Les périodes de baisse d’activité devraient permettre à certaines industries d’accélérer leur capacité d’innovation et de transformation pour être plus compétitives et répondre aux nouveaux enjeux de l’économie mondiale : digitalisation, formation (perfectionnement et requalification), adaptation de l’offre produit-service…

Au sein du Groupe d’enseignement supérieur ISGA, nous avons réalisé une étude sur le marché du recrutement au Maroc durant le 1er semestre 2021, dans laquelle sont répertoriés les métiers les plus recherchés, les recruteurs principaux, les niveaux d’études demandés, les salaires proposés, la répartition par ville.

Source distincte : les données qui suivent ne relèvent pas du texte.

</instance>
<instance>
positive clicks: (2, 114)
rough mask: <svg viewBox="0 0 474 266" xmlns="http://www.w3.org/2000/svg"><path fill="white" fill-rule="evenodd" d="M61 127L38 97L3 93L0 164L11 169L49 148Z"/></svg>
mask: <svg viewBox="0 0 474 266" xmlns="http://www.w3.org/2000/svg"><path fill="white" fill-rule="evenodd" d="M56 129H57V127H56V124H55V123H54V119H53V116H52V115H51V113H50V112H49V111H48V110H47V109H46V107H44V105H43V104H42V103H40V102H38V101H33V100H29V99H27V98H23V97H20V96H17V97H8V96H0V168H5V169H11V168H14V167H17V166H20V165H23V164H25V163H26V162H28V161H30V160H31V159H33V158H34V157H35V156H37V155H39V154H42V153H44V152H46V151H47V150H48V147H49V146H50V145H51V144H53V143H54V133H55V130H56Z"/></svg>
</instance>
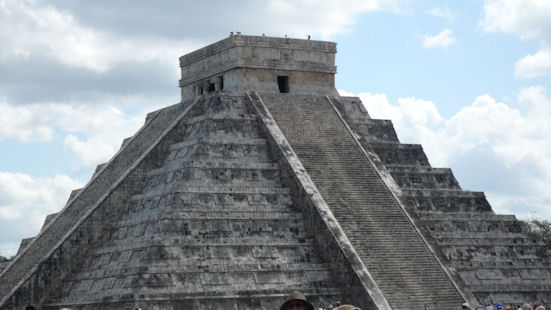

2.214 offres d’emploi de cadres, publiées sur les sites rekrute.com et emploi.ma, ont ainsi été étudiées sur une période de six mois.

Les résultats de cette étude apportent un éclairage intéressant pour les étudiants et les entreprises ainsi que pour l’ensemble des acteurs économiques sur les évolutions du marché de l’emploi en temps de crise sanitaire. Nous assistons, depuis quelques années au Maroc, à un accroissement simultané de la part des métiers les plus qualifiés et d’autres très peu qualifiés, induisant une baisse concomitante de la proportion des effectifs en emploi au milieu de l’échelle des qualifications. C’est ce qu’on appelle la «polarisation des emplois».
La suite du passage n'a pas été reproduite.